Der Fußball sei so dominant, dass für andere Sportarten kaum noch Platz übrig bliebe, lautete die allgemeine Einschätzung. Da klagte beispielsweise ein Kollege aus Potsdam: „Was will man gegenüber seinem Chefredakteur auch für Argumente vorbringen, wenn selbst eine U-21-Europameisterschaft live im ZDF übertragen wird. Und damit einen gewissen Trend vorgibt, dem man sich nicht entziehen kann.“

TV-Mann Ralf Scholt, Sportchef des Hessischen Rundfunks, nannte die Einschaltquote, die für jeden Sender eine elementare Bedeutung hat. „Der Konsument entscheidet letztendlich, was wir bringen sollen, also auch darüber, ob die Leichtathletik eine Königsdisziplin bleibt oder nicht“, lautete seine Einschätzung: „Berichten werden wir immer, bleibt nur zu klären, in welchem Umfang das geschieht.“ Viel hängt, so Scholt, auch von den Erfolgen ab.

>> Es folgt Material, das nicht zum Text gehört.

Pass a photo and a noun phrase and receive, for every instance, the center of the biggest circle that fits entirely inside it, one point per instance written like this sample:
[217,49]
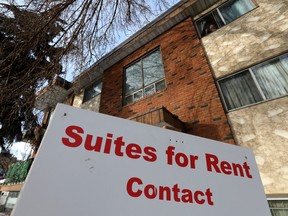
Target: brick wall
[191,93]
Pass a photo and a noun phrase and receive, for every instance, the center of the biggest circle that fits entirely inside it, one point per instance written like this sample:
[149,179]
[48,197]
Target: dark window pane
[138,95]
[160,85]
[92,91]
[129,99]
[234,9]
[273,77]
[133,78]
[153,68]
[240,90]
[209,23]
[149,90]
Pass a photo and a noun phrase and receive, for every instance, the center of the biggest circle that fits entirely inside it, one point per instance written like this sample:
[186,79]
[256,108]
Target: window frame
[277,198]
[264,99]
[95,83]
[143,86]
[217,10]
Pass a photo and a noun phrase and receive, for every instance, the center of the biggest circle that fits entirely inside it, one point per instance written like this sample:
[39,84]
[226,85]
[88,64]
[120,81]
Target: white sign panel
[94,164]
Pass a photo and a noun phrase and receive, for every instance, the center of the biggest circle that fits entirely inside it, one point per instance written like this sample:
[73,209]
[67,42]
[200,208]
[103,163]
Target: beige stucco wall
[92,105]
[264,129]
[254,37]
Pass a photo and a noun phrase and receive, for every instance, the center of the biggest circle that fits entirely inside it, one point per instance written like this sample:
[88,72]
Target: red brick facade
[191,93]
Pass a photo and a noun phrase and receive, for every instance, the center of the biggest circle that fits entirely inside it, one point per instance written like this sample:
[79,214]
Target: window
[144,77]
[92,91]
[262,82]
[223,15]
[278,207]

Der deutsche Sportfan möchte schließlich Titel. Deshalb sind beispielsweise die Schwimmerin Britta Steffen oder auch der Gewichtheber Matthias Steiner bekannter als beispielsweise eine Christina Obergföll.

Modernste HDTV-Technik, die diesmal als Neuerung angewendet wird und beeindruckende Bilder liefert, dazu neun Tage lang ausführliche Live-Übertragungen der beiden Öffentlichen Rundfunkanstalten und des Spartensenders Eurosport zu den allerbesten abendlichen Sendezeiten beweisen, dass die Leichtathletik derzeit auf einen nicht unbedeutenden Stellenwert verweisen kann. Allerdings wie lange noch? Denn an einer Randsportart besteht wenig Interesse, stellte auch der Moderator der Veranstaltung, der VDS-Vizepräsident Christoph Fischer, fest.

Keineswegs unterschätzt werden darf in diesem Zusammenhang die leidige Doping-Diskussion, die nicht nur die aktuelle Berichterstattung über stattgefundene Ereignisse oft in den Hintergrund drängt, sondern auch bei so manch einem Gutwilligen den Spaß an der Leichtathletik verdirbt, ähnlich wie beim Radsport, wo das Interesse in jüngster Zeit schlagartig nachgelassen hat. Prokop sieht natürlich diese Gefahr und meinte: „Das ist eine echte Herausforderung, der wir uns stellen müssen.“

Er schlug vor, dass der „Staat stärker an die Front muss“, um bei dieser Problematik wirkungsvoll zu helfen.